King concerns the IRS's interpretation of a section of the ACA concerning tax credits for buying health insurance from government-operated insurance exchanges. Wishing states to set up their own exchanges but lacking constitutional authority to force them to do so, Congress used a carrot-and-stick approach, authorizing tax credits to help qualifying individuals purchase health insurance "through an Exchange established by the State." As a failsafe, the ACA required the Secretary of Health and Human Services to create federally operated exchanges in states that declined to set up their own. When 34 states declined to establish their own exchanges, the IRS decided that it would issue tax credits through federal exchanges, despite a lack of explicit authorization in the ACA's text. It has been doing so since January 1st, 2014. The question is whether the ACA actually permits it to do so.

Why did the IRS think that it had such authority? In finalizing its rule, the IRS stated that its interpretation of the ACA was "consistent with the language, purpose, and structure of section 36B [of the ACA] and the Affordable Care Act as a whole." The IRS invoked "statutory language" and "legislative history" as supporting its position without specifying what statutory language or legislative history supported its position. Thus, the IRS did not provide a reasoned explanation for its actions--it acted arbitrarily.

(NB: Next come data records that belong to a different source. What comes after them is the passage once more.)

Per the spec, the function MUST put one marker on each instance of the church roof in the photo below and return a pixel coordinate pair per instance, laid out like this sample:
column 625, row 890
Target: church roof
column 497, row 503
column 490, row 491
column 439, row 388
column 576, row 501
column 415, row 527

Despite the government's efforts to paint the relevant text of the ACA as ambiguous, the meaning of the text is in fact clear. The law says the tax credits go only to people to purchase insurance on an "Exchange established by the State." The ACA expressly provides that "'State' means each of the 50 States and the District of Columbia." Congress knew how to provide that non-state entities be treated as states--in fact, it did so elsewhere in the ACA, providing that a federal territory that establishes an exchange "shall be treated as a state." It did not do so in this context. As Justice Alito put it at oral argument on Wednesday, "If Congress did not want the phrase 'established by the State' to mean what that would normally be taken to mean, why did they use that language?" Seeking to defend the IRS's rule, Solicitor General Donald Verrilli bobbed and weaved but could not give a satisfactory answer, leading Justice Kennedy to observe that his arguments "seem(ed)... to go in the wrong direction."

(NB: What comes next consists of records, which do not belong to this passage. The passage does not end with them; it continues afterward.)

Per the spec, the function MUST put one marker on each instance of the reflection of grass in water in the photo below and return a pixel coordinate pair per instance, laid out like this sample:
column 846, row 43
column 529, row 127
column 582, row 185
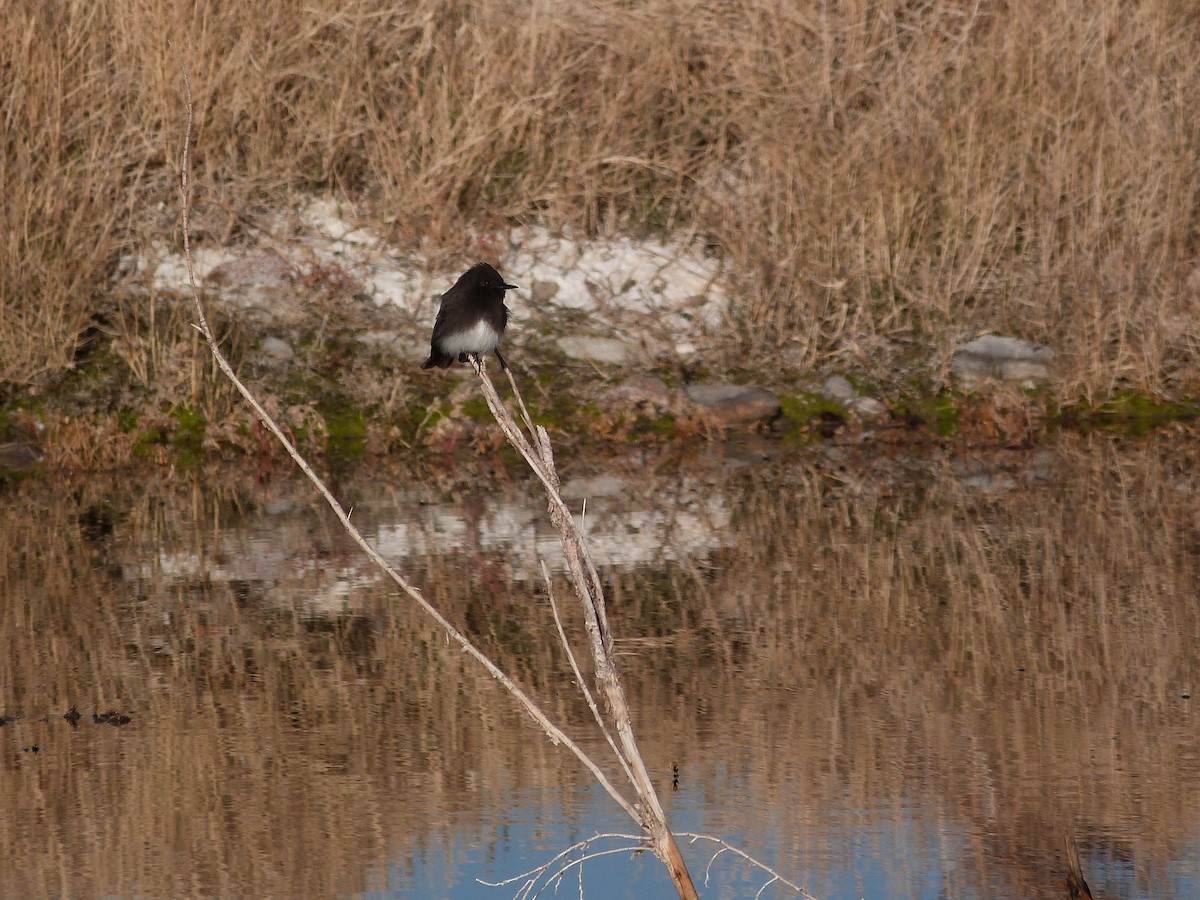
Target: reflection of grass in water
column 861, row 645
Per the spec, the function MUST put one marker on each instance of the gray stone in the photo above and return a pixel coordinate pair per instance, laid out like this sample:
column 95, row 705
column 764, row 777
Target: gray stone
column 594, row 349
column 732, row 403
column 18, row 456
column 838, row 389
column 543, row 292
column 261, row 270
column 997, row 357
column 277, row 349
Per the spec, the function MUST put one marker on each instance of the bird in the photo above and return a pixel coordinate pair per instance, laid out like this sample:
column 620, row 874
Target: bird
column 471, row 319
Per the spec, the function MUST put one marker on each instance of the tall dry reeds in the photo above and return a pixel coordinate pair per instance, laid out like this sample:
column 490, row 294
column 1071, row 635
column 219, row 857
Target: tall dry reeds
column 885, row 178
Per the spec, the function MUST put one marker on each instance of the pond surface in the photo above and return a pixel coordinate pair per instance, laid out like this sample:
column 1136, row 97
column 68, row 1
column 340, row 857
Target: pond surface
column 883, row 675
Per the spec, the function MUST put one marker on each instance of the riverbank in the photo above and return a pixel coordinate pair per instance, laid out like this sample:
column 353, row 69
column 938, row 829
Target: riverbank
column 612, row 340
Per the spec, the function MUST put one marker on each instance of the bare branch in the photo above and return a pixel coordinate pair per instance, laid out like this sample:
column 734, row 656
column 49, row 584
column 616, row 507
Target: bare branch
column 579, row 677
column 725, row 847
column 555, row 733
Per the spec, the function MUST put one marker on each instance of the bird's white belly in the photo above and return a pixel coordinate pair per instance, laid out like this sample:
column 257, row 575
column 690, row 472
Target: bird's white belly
column 480, row 337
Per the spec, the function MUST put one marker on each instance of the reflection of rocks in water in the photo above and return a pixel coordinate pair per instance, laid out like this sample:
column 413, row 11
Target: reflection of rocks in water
column 1003, row 471
column 280, row 559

The Supreme Court has consistently held that agencies cannot rewrite congressionally enacted statutes under the pretense of implementing them. Last year, in Michigan v. Bay Mills Indian Community, the Court refused to engage in a "holistic" interpretation of the Indian Gaming Regulations Act to allow the state of Michigan to enjoin illegal gambling that did not take place on Indian lands. As Justice Kagan put it, writing for the Court, "This Court has no roving license, in even ordinary cases of statutory interpretation, to disregard clear language." The language at issue in King, considered in context, is clear, and that meaning should prevail.

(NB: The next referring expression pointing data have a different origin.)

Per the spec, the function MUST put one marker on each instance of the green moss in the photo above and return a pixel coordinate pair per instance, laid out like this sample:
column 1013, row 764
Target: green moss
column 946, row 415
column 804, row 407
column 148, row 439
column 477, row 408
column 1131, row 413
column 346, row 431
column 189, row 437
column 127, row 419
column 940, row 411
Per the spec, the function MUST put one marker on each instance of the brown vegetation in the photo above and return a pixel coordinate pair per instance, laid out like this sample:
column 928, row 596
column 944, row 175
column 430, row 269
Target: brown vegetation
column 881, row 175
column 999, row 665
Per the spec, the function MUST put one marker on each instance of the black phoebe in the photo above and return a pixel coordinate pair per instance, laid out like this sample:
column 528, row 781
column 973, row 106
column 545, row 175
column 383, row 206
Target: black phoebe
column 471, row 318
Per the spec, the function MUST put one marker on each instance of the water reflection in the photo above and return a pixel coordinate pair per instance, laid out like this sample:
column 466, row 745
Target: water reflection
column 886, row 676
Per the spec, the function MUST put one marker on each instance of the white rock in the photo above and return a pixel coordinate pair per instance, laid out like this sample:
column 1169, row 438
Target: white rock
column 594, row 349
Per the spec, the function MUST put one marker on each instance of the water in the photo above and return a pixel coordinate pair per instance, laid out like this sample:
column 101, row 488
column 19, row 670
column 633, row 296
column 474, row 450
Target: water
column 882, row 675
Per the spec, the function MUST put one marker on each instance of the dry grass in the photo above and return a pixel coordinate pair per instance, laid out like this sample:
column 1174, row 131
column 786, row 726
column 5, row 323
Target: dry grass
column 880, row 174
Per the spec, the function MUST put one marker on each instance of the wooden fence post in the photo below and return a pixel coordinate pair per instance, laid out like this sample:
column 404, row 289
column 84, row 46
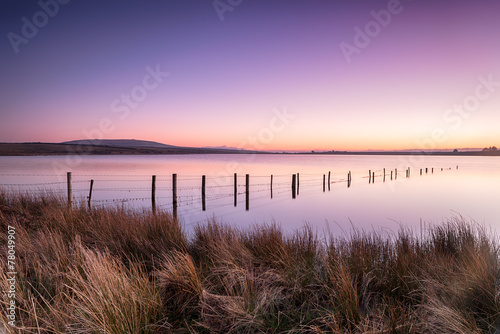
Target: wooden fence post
column 235, row 189
column 271, row 186
column 153, row 193
column 203, row 183
column 247, row 188
column 174, row 194
column 70, row 191
column 90, row 192
column 298, row 183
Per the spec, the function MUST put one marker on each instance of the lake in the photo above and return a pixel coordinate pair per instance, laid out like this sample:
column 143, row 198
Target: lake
column 472, row 190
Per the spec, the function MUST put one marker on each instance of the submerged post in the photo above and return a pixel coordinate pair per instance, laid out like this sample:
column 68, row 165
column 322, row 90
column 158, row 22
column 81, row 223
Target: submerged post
column 271, row 186
column 174, row 194
column 90, row 192
column 153, row 193
column 70, row 191
column 298, row 183
column 235, row 189
column 203, row 182
column 247, row 188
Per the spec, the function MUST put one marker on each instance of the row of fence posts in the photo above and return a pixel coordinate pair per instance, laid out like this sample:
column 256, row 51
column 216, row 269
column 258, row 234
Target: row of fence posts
column 295, row 187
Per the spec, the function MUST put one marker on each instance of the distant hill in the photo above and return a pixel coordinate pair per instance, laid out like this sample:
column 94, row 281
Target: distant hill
column 119, row 142
column 107, row 147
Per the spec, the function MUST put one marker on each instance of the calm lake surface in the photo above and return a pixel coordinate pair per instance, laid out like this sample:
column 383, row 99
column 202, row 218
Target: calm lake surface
column 472, row 190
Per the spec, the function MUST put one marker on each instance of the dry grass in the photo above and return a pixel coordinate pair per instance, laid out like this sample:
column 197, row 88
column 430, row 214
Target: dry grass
column 119, row 271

Why does it matter that the ACA be taken to mean what it says? What is at stake? Nothing less than the rule of law--the existence of a legal order characterized by a clear, non-contradictory, and stable rules that are general in scope and bind government officials no less than ordinary citizens. If written laws can be revised after the fact by unelected bureaucrats who do not treat them as imposing any genuine constraints, we do not have the rule of law; instead, government officials can simply employ whatever reasoning they like (or none at all, as the IRS appears to have done here) in order to further whatever ends they think desirable. To allow the current administration to transform "X" into "not X" is to move us closer to that precipice. The "victors" today will be victims of unchecked government power tomorrow.

In order to defend the rule of law, the Supreme Court must engage with the law as written. It must seek the truth concerning the political choices and tradeoffs manifested in the ACA itself. As Thomas Paine once put it, "In America, the law is king." In King, the Court must make plain where the authority lies.